Polizisten räumen den Hambacher Forst von Demonstranten. Der Energiekonzern RWE will dort Bodenschätze abbauen. Experten zweifeln an der Sinnhaftigkeit eines Kahlschlags.
Muss ein veritabler Dom für eine umstrittene Energiepolitik weichen? Ja. Aktivisten hatten sich im Januar dieses Jahres an Baggerschaufeln gekettet, Anwohner legten vor St. Lambertus Blumen und Kränze nieder. Doch am Ende war alles vergebens: Der 1891 eingeweihte Immerather Dom steht nicht mehr. Das katholische Bauwerk mit seinen markanten Zwillingstürmen wurde von Abrissbaggern ausgelöscht – ein Fixpunkt für Generationen in der Region südlich von Gladbach. Seit Donnerstag wird der von Demonstranten besetzte Hambacher Forst geräumt.
Doch Experten zweifeln die Sinnhaftigkeit dieses Kahlschlags an. So wie Expertin Claudia Kemfert: Die Leiterin der Abteilung Energie am Deutschen Institut für Wirtschaftsforschung (DIW) ist sich sicher, dass „der Hambacher Forst nicht in vollem Umfang gefällt werden muss. Deutschland habe zu spät damit begonnen, die selbst gesetzten Klimaziele 2020 zu erreichen. Jetzt zeige sich in Nordrhein-Westfalen, dass die „Verschleppung der groß angekündigten Energiewende für alle teuer“ werde, sagte Kemfert unserer Zeitung. Bei allen Diskussionen um Klimaziele und Energiepolitik wird oft vergessen, dass Deutschland vor China und Russland das Land mit dem größten Braunkohleabbau auf der Welt ist.

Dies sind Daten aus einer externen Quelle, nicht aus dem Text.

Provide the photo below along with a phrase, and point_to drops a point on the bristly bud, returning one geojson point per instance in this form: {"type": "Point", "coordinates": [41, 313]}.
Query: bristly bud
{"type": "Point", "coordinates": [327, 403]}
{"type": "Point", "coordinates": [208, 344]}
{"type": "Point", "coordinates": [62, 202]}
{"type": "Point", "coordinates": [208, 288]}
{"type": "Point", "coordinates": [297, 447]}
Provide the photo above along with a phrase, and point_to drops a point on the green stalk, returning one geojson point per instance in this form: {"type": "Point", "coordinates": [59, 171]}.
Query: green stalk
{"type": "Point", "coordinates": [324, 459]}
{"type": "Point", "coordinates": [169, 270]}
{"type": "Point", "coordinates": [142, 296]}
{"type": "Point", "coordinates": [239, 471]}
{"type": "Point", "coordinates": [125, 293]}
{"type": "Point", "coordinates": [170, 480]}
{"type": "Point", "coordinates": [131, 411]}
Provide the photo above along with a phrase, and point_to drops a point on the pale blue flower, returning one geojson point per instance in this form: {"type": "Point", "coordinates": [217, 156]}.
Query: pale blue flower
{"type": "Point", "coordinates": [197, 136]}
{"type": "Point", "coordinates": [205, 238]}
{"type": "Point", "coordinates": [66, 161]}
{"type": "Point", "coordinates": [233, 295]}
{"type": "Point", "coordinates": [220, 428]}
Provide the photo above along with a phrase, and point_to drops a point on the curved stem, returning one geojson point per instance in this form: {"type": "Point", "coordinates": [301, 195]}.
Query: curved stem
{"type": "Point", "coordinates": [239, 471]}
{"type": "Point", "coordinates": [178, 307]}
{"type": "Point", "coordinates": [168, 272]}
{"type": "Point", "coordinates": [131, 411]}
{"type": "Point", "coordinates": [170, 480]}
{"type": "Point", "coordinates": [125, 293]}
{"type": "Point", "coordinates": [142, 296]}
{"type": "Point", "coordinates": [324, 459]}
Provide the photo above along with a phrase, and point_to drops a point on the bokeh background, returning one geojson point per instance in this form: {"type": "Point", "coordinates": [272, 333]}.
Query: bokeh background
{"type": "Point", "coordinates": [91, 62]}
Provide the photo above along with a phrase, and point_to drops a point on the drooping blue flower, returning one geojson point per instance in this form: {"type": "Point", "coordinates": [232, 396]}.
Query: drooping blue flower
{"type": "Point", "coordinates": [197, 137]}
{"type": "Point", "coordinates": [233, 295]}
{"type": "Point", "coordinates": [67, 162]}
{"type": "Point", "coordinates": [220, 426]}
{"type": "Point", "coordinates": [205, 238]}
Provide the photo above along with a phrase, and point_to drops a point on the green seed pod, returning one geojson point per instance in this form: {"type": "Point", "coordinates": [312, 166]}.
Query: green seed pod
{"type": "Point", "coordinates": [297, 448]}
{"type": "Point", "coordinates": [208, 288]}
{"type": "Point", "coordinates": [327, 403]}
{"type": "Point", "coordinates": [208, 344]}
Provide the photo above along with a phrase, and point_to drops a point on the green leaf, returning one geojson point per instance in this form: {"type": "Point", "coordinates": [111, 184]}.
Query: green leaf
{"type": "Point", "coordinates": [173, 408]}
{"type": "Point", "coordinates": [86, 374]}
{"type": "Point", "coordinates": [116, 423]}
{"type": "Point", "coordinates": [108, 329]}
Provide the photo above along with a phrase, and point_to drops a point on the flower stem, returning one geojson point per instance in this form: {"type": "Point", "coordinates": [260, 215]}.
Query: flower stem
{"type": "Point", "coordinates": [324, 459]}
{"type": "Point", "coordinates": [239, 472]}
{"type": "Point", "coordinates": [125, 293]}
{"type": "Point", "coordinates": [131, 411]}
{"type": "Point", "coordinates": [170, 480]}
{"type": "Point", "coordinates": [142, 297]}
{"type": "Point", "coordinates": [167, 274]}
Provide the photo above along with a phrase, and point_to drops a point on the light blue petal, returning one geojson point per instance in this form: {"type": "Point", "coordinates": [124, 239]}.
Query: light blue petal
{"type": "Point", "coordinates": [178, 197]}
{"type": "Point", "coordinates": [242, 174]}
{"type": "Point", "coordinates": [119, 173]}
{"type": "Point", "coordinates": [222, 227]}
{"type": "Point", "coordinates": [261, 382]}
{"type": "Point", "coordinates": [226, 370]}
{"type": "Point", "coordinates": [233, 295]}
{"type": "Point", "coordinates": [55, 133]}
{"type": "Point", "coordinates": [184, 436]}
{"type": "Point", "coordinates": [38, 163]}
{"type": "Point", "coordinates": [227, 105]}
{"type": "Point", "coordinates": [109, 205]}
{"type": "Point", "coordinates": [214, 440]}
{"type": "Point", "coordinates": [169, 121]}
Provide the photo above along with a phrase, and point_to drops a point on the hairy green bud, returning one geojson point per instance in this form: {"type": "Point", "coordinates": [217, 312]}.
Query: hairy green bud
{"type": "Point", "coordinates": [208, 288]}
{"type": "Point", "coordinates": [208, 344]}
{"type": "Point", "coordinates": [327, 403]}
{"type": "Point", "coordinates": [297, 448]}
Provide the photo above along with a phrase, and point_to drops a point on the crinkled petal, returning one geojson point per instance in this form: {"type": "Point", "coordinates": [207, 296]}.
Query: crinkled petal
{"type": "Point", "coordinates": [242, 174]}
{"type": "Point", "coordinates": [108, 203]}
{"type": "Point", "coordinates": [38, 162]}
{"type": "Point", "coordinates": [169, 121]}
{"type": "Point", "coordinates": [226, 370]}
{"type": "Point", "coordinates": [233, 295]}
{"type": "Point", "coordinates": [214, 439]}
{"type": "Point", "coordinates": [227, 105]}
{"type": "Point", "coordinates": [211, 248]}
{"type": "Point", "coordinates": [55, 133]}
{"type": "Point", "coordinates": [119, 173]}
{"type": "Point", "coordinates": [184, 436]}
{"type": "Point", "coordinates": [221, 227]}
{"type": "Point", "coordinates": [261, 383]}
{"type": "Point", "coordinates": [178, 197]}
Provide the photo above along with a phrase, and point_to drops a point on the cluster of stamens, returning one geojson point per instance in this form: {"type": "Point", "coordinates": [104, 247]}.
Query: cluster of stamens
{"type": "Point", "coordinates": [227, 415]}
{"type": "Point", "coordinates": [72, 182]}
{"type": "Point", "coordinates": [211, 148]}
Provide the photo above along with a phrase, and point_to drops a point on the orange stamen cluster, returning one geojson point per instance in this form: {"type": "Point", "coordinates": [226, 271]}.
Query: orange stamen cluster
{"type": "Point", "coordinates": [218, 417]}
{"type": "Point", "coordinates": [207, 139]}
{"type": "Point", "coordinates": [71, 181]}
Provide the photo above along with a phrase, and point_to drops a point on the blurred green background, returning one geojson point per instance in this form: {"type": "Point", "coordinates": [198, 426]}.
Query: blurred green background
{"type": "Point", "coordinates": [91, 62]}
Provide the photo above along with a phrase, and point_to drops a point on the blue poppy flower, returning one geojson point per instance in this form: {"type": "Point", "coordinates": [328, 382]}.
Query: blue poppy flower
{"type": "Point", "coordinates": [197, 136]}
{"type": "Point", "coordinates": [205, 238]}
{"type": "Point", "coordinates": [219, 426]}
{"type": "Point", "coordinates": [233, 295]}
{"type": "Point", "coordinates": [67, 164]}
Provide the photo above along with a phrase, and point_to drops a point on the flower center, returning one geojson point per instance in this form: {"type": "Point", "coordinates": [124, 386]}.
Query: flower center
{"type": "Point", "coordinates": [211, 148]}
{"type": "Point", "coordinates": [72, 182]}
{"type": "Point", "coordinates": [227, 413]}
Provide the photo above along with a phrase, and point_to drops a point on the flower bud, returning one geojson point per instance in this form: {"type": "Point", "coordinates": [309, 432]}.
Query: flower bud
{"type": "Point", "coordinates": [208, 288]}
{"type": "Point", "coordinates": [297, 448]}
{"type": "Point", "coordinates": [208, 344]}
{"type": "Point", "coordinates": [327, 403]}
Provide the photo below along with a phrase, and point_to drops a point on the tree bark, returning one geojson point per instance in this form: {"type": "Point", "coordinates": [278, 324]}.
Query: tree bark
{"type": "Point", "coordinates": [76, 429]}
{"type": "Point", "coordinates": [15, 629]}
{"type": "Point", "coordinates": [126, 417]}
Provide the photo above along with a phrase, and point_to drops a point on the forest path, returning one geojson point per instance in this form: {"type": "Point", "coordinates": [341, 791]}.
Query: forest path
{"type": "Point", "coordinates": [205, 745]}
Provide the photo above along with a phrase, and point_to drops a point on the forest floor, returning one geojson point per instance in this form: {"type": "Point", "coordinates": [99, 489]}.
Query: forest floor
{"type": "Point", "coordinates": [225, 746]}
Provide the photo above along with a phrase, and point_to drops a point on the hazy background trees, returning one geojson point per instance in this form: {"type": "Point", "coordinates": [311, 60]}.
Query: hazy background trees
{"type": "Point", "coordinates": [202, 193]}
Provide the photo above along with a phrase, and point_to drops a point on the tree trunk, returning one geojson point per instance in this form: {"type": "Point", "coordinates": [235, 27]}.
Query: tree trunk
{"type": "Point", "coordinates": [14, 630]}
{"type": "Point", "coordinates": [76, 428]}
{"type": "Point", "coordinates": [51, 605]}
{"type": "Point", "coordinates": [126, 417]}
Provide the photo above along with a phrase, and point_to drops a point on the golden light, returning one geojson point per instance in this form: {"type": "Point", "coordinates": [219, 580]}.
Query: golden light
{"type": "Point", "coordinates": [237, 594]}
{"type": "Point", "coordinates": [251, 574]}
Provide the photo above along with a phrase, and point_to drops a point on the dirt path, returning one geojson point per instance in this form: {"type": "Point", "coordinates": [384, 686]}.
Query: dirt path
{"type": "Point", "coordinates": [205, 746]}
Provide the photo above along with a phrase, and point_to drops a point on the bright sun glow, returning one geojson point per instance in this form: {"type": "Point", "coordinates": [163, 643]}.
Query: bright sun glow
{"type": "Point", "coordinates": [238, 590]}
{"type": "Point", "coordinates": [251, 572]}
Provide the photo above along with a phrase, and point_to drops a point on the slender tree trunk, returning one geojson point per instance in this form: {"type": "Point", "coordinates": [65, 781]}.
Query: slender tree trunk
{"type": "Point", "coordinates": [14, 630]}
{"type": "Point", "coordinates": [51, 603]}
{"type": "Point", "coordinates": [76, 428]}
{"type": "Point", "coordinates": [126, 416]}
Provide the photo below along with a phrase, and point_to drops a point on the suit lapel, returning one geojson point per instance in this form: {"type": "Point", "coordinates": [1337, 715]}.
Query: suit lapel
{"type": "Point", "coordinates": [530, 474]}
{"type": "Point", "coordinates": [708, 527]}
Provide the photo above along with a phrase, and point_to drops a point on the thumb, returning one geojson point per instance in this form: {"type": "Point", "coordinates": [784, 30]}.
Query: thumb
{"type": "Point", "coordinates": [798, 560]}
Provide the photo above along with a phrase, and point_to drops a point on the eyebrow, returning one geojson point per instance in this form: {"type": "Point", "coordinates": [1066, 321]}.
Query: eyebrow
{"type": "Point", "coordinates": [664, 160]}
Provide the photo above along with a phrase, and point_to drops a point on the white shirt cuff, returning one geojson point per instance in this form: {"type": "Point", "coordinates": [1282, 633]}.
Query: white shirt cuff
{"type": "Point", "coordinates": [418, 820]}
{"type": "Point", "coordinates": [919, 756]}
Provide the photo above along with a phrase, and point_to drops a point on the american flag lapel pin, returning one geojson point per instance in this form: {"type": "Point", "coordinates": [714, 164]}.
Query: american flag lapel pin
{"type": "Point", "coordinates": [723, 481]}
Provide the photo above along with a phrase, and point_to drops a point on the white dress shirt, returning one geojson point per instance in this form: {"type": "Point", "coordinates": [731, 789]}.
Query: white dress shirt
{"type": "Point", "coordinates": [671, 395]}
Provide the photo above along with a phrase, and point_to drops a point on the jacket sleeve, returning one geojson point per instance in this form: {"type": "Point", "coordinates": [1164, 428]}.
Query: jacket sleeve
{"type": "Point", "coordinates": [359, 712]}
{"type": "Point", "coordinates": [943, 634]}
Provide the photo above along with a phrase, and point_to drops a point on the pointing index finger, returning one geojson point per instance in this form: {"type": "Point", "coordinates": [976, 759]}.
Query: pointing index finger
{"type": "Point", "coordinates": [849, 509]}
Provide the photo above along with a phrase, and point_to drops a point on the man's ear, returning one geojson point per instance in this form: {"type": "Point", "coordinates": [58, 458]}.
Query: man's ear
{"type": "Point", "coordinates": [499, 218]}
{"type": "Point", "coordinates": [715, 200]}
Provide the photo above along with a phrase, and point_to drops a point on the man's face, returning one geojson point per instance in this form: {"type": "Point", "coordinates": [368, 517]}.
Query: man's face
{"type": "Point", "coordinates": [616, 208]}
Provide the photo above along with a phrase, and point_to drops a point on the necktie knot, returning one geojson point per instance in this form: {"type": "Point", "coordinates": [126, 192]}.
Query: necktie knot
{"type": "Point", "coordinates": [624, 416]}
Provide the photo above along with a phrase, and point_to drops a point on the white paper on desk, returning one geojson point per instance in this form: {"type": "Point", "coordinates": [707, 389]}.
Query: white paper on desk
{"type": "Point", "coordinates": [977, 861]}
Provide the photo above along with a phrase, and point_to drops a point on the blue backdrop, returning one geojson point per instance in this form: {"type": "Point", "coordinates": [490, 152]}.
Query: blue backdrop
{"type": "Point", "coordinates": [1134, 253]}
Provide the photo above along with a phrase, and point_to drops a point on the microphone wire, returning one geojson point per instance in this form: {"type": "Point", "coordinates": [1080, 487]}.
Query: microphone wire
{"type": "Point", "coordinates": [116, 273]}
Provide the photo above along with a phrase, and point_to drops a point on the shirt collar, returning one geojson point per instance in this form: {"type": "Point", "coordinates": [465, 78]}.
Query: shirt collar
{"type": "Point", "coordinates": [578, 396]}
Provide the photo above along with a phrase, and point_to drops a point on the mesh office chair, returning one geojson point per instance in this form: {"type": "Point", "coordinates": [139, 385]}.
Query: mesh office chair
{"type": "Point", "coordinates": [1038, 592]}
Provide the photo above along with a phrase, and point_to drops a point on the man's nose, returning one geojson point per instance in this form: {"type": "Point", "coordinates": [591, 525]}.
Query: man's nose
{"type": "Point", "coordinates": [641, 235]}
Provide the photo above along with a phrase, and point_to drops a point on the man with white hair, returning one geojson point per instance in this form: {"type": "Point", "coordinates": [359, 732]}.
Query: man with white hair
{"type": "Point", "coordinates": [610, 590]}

Braunkohlegegner im Hambacher Forst kämpfen um den Erhalt des Waldes
Um die letzte Chance auf einen Erhalt des Waldes und der Kulturlandschaft kämpfen noch immer viele Menschen. Die einen sprechen anerkennend von Idealisten, andere halten die Protestler für Linksradikale. Mit einem massiven Polizeiaufgebot haben die Behörden damit begonnen, die Baumhäuser der Umweltaktivisten zu räumen.
Für die Braunkohlegegner ist das eine Zäsur. Denn die in den vergangenen Jahren errichteten Baumhäuser sind längst ein Symbol des Widerstands geworden. Aktivisten kündigten als Reaktion auf den Polizeieinsatz „zivilen Ungehorsam“ und eine „bundesweite Massenmobilisierung“ an. Die Polizei stellt sich auf einen tagelangen und schwierigen Einsatz ein. Nach und nach müssen die Kräfte des „Höheninterventionsteam“ – so heißt die Truppe tatsächlich – die rund 50 bis 60 Baumhäuser räumen und abbauen. Der Energiekonzern RWE will noch im Herbst mehr als die Hälfte des noch verbliebenen Waldstücks zwischen Köln und Aachen roden, um weiter Braunkohle baggern zu können.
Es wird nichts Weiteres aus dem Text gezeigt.